Residential developers in Mexico believe it is a slow but sure transition. “By 2025, millennials will represent approximately 75 percent of the country’s workforce,” says Marcelo Rodriguez, Director General of Grupo Proyecta. “Currently, there are more than 30 million millennials living in Mexico between the ages of 21 and 34 who will be looking to either rent or buy housing in the coming years.” New generations want to live closer to their everyday activities, but the current housing and mortgage prices do not match the salaries of recent graduates.


The 2014-2018 National Housing Policy wants to bring people back into the cities, but are the right mechanisms in place to ensure that the cities are inclusive? Mixed-use developments are on the right track, but they are not affordable for the majority of the population. “The problem with sprawls appears when it does not come from a natural process, but from a commercial condition artificially created by the government or developers, mainly due to economic efficiency motives and speculation, even when there is no need for it,” says Gabriel Ballesteros, Partner at Ballesteros Mureddu. “If the expansion of the city does not come from a growing process that respects the contiguity of the city, then it creates new spaces whose value will grow within the speculation process.”

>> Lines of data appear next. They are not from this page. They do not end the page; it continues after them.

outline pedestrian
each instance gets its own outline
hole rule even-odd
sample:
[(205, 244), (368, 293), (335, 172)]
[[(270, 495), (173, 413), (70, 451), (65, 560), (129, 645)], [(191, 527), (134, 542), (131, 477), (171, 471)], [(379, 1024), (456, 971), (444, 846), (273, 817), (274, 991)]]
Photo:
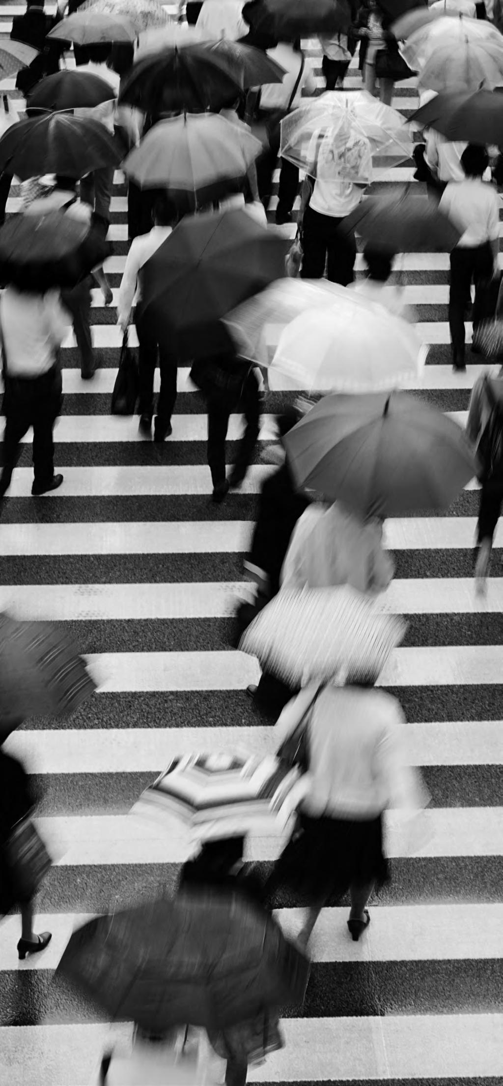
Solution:
[[(280, 152), (280, 124), (292, 110), (301, 103), (302, 91), (314, 93), (314, 74), (306, 60), (300, 42), (281, 41), (274, 49), (267, 50), (268, 56), (285, 70), (282, 83), (266, 83), (260, 88), (254, 109), (255, 135), (260, 135), (263, 151), (257, 159), (257, 184), (260, 200), (266, 211), (272, 195), (272, 175)], [(291, 223), (294, 203), (298, 192), (298, 167), (286, 159), (281, 160), (280, 182), (275, 220), (278, 226)]]
[(440, 211), (463, 230), (451, 252), (449, 289), (452, 368), (457, 372), (466, 369), (464, 308), (472, 281), (475, 283), (472, 316), (475, 336), (478, 324), (487, 315), (487, 286), (493, 276), (500, 274), (500, 201), (493, 186), (482, 181), (489, 165), (486, 148), (468, 143), (461, 164), (464, 180), (450, 181), (439, 203)]
[(366, 275), (364, 279), (357, 279), (348, 285), (348, 290), (354, 291), (362, 298), (367, 298), (370, 302), (377, 302), (384, 305), (395, 317), (409, 320), (411, 324), (417, 316), (410, 305), (403, 301), (403, 288), (389, 285), (392, 273), (394, 254), (366, 242), (363, 250), (363, 260), (366, 264)]
[[(42, 211), (61, 209), (69, 218), (86, 223), (91, 227), (93, 214), (90, 205), (77, 197), (78, 181), (75, 177), (56, 175), (55, 188), (41, 200), (33, 201), (25, 210), (25, 215), (37, 215)], [(85, 276), (75, 287), (64, 288), (61, 296), (63, 305), (72, 314), (77, 350), (80, 356), (80, 376), (88, 381), (94, 377), (96, 356), (91, 337), (91, 288), (95, 281), (103, 293), (105, 305), (111, 305), (113, 293), (103, 267), (93, 268), (92, 274)]]
[[(21, 719), (3, 717), (3, 738), (22, 722)], [(51, 942), (51, 932), (37, 935), (34, 931), (34, 896), (38, 888), (36, 867), (30, 870), (26, 858), (20, 862), (15, 846), (13, 848), (13, 834), (29, 819), (34, 807), (35, 795), (25, 769), (16, 758), (5, 753), (0, 743), (0, 913), (5, 915), (14, 906), (20, 907), (17, 954), (21, 960), (28, 954), (40, 954)], [(31, 858), (37, 859), (35, 851)]]
[(357, 241), (353, 230), (344, 229), (344, 220), (361, 199), (362, 189), (352, 181), (317, 178), (302, 216), (301, 279), (322, 279), (326, 266), (331, 282), (352, 282)]
[[(503, 367), (481, 374), (472, 390), (466, 433), (477, 447), (481, 482), (475, 547), (477, 591), (486, 591), (486, 577), (503, 501)], [(489, 439), (489, 444), (488, 444)], [(494, 462), (492, 447), (500, 450)], [(489, 454), (489, 455), (488, 455)]]
[(428, 803), (417, 770), (403, 753), (404, 718), (398, 700), (374, 690), (382, 661), (348, 673), (346, 685), (306, 686), (283, 710), (279, 749), (302, 724), (307, 734), (309, 791), (294, 834), (266, 883), (283, 885), (309, 901), (298, 936), (307, 945), (323, 906), (349, 889), (348, 929), (354, 942), (370, 924), (367, 901), (388, 880), (383, 815), (388, 807), (418, 811)]
[(177, 209), (165, 195), (154, 207), (153, 227), (149, 233), (140, 235), (131, 242), (119, 289), (117, 324), (126, 331), (134, 311), (134, 324), (139, 342), (140, 366), (140, 432), (152, 437), (154, 415), (154, 374), (160, 371), (160, 391), (154, 424), (154, 441), (163, 442), (172, 433), (171, 415), (177, 399), (177, 357), (169, 343), (159, 340), (150, 329), (149, 318), (142, 313), (142, 274), (146, 261), (157, 251), (172, 232), (177, 224)]
[[(196, 362), (191, 369), (208, 412), (208, 466), (214, 502), (223, 502), (229, 488), (238, 488), (248, 470), (259, 435), (260, 395), (254, 367), (237, 355), (221, 353)], [(225, 475), (225, 439), (232, 412), (242, 411), (245, 431), (229, 479)]]
[(341, 502), (310, 505), (297, 521), (281, 571), (282, 588), (323, 589), (350, 584), (358, 592), (384, 592), (394, 563), (383, 550), (383, 526), (363, 520)]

Mexico City’s new Housing Law is a ray of hope for creating decent and inclusive living conditions within the city. It will allow the use of government land to make more housing developments and has new codes that will grant developers new conditions and incentives. For instance, if developers are building for Infonavit or Fovissste, they will be allowed to build more stories, further verticalizing the city. “Combining these new policies will make land cheaper and in turn will create lower prices for the end consumer,” says Shabot. “This will help provide apartments to not only middle class, but also to people who are below middle class. Our homes are within the range of MX$600,000-2.5 million and our average price is MX$1.5 million. But if land becomes cheaper, then we would be able to lower the price at least by MX$100,000 in some of our segments.”